The euro was little changed as investors waited anxiously to see if European Union leaders gathering for a two-day meeting starting later would offer any major support to the ailing single currency.
Tokyo stocks were 0.91 percent higher by noon, while Sydney edged up 0.23 percent. But Hong Kong was flat, Seoul was down 0.27 percent, and Shanghai slipped 0.41 percent.
All eyes are on Brussels, but investors fear that divisions may scupper efforts to bring the euro back from the brink.
German Chancellor Angela Merkel flew to Paris late Wednesday for talks with French President Francois Hollande in an 11th-hour bid to bridge the gap between Europe’s two biggest economies over how to solve the crisis.
Adding to the pessimism surrounding the summit, she warned lawmakers in Berlin that there were “no quick, no easy” solutions, and no “magic formula” to end the problems in the 17-nation currency bloc.
The debt crisis has now forced five countries — Cyprus, Spain, Greece, Portugal and Ireland — to request aid.
“Frankly, there is a dearth of trading incentives, as all eyes now shift to the EU summit,” said Kenichi Hirano, operating officer at Tachibana Securities.
A bright spot amid the eurozone gloom was news that shares in Malaysia palm oil giant Felda Global jumped 18.46 percent on its stock market debut, in the world’s second-largest IPO this year after Facebook.
Felda Global opened at 5.39 ringgit ($1.69) on the Bursa Malaysia, well up from the institutional price of 4.55 ringgit in the flotation, which raised $3.12 billion.
Positive data from the United States also gave markets some relief, with a pending home sales report that returned to March’s two-year high in May and a solid increase in durable goods orders.
At the close of trade Wednesday, the Dow Jones Industrial Average was up 92.34 points (0.74 percent) at 12,627.01.

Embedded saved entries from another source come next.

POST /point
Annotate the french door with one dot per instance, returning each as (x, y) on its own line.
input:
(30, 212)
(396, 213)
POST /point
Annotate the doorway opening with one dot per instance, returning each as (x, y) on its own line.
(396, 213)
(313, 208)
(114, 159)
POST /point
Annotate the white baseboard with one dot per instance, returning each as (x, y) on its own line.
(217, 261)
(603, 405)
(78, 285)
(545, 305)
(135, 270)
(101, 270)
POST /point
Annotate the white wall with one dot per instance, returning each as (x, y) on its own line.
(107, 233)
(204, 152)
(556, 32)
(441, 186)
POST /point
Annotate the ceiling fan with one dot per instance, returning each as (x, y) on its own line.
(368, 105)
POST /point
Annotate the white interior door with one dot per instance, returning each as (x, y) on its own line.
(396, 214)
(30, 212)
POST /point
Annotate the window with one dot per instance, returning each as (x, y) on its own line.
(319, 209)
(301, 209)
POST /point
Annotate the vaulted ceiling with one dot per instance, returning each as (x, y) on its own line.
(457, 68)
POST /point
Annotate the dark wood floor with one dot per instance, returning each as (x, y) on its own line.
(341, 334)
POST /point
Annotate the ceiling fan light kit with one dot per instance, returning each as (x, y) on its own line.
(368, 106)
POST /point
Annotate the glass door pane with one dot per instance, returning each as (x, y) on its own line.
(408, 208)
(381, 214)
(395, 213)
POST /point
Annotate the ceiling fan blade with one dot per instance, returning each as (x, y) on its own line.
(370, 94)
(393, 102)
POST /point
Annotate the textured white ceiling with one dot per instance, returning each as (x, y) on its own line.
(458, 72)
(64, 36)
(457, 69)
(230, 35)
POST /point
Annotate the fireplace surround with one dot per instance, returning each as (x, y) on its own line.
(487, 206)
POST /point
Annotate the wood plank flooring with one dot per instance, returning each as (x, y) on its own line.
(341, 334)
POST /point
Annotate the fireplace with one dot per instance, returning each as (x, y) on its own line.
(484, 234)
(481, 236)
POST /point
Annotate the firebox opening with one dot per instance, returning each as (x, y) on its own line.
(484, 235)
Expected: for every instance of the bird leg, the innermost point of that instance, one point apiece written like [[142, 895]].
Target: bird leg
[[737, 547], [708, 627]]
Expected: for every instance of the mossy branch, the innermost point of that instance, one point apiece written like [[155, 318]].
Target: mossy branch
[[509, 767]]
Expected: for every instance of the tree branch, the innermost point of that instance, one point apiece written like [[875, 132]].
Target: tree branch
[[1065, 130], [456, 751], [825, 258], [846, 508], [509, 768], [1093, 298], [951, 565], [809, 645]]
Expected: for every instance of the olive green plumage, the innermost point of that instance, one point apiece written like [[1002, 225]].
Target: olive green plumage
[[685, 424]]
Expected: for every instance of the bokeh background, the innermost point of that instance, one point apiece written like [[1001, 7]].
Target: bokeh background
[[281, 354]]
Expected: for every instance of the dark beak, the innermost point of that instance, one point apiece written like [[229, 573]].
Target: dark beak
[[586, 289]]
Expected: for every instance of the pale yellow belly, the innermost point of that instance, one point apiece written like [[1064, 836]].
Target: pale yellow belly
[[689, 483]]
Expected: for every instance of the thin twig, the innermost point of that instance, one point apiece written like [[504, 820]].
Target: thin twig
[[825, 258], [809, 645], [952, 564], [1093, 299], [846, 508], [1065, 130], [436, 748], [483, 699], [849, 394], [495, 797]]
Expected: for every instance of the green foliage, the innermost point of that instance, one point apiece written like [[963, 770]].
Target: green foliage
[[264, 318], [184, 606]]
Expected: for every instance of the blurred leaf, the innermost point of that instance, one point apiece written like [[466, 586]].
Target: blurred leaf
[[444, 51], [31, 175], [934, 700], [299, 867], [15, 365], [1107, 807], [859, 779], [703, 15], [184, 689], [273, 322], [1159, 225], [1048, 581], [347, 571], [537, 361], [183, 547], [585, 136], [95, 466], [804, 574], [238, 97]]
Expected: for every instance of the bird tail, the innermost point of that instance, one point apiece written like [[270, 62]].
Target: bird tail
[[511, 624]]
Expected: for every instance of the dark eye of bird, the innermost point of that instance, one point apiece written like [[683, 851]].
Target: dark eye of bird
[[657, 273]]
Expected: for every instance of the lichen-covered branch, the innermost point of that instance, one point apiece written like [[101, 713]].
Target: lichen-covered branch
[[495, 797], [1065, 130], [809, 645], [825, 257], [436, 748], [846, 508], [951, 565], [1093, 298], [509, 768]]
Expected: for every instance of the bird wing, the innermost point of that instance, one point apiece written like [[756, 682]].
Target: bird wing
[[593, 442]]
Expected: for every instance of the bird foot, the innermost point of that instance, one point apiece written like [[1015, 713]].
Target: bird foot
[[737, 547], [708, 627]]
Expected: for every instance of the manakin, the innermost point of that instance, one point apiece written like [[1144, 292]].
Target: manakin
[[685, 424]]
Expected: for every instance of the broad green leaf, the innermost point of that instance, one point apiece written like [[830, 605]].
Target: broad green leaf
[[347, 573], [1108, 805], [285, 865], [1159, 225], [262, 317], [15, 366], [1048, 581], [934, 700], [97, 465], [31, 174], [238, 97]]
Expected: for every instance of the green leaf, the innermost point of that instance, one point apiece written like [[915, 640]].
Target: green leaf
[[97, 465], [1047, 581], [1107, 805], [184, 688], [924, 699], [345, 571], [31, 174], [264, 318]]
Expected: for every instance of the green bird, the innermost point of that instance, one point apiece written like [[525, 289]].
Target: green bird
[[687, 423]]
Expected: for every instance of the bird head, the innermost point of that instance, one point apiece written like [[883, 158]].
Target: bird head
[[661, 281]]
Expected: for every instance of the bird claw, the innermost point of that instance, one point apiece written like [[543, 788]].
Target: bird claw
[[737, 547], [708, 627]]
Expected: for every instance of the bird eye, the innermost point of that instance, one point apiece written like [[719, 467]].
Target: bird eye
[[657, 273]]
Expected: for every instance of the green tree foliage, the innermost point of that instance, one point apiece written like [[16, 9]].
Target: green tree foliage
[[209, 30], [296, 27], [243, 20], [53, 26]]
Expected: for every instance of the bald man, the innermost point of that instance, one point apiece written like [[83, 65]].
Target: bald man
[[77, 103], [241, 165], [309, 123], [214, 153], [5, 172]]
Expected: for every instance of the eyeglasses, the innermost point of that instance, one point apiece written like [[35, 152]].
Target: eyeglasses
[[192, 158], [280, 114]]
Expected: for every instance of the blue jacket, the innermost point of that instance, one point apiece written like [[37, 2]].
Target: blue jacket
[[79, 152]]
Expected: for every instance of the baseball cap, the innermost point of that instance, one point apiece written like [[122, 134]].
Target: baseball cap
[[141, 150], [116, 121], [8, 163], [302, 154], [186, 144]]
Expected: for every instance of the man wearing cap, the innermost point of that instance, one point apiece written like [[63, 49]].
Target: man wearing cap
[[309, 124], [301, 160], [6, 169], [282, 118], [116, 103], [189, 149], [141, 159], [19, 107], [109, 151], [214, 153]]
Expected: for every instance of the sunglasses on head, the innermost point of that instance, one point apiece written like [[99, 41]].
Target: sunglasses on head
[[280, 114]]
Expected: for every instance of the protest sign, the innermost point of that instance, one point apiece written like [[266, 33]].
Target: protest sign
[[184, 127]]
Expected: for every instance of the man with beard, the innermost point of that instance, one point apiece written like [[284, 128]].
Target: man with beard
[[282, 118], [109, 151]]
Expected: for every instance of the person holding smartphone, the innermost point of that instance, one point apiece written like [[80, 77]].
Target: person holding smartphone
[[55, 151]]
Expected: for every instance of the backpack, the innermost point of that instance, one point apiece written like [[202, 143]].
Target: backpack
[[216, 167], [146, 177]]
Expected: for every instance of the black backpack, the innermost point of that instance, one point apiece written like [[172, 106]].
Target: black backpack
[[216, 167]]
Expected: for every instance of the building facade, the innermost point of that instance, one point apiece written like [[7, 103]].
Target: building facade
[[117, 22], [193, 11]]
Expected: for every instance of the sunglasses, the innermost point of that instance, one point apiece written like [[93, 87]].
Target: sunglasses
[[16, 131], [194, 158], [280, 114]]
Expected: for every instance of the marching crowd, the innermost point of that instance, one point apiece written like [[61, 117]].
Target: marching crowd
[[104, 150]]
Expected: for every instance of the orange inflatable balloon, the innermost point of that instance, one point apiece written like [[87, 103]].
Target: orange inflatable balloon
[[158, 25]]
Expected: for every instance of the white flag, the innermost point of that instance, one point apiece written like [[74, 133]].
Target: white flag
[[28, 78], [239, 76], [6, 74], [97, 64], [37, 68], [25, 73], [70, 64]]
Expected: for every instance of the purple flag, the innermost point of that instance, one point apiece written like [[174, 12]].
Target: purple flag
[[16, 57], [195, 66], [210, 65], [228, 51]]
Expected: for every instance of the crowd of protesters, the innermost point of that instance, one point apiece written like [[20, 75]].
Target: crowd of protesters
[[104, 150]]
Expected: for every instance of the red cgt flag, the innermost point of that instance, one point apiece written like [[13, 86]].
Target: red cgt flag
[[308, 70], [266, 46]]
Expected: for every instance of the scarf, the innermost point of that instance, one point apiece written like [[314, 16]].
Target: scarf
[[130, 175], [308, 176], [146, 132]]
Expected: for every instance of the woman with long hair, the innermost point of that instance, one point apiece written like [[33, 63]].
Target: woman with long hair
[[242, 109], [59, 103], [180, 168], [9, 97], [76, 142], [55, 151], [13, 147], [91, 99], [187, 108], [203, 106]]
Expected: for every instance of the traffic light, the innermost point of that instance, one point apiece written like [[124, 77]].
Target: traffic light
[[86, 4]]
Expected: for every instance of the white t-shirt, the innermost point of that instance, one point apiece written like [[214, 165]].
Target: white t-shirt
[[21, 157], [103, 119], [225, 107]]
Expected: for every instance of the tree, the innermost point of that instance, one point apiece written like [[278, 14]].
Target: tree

The S&P 500 index advanced 11.86 (0.90 percent) to 1,331.85, while the tech-rich Nasdaq rose 21.26 (0.74 percent) to 2,875.32.
In Sydney, News Corp. stock jumped 3.37 percent Thursday on a Wall Street Journal report that Rupert Murdoch company’s board had agreed in principle to separate its entertainment division from struggling publishing businesses.
The rise brought the shares’ rally to eight percent since news of the split emerged earlier this week.
New York’s main oil contract, light sweet crude for August delivery, was 39 cents higher at $80.60 a barrel and Brent North Sea crude for August delivery advanced 23 cents to $93.73.
The common currency bought $1.2491 and 99.20 yen in Tokyo trade, from $1.2467 and 99.38 yen in New York late Wednesday. The dollar was weaker at 79.44 yen from 79.71 yen.
Gold was at $1,575.70 an ounce at 0240 GMT, compared with $1,566.96 an ounce late Wednesday.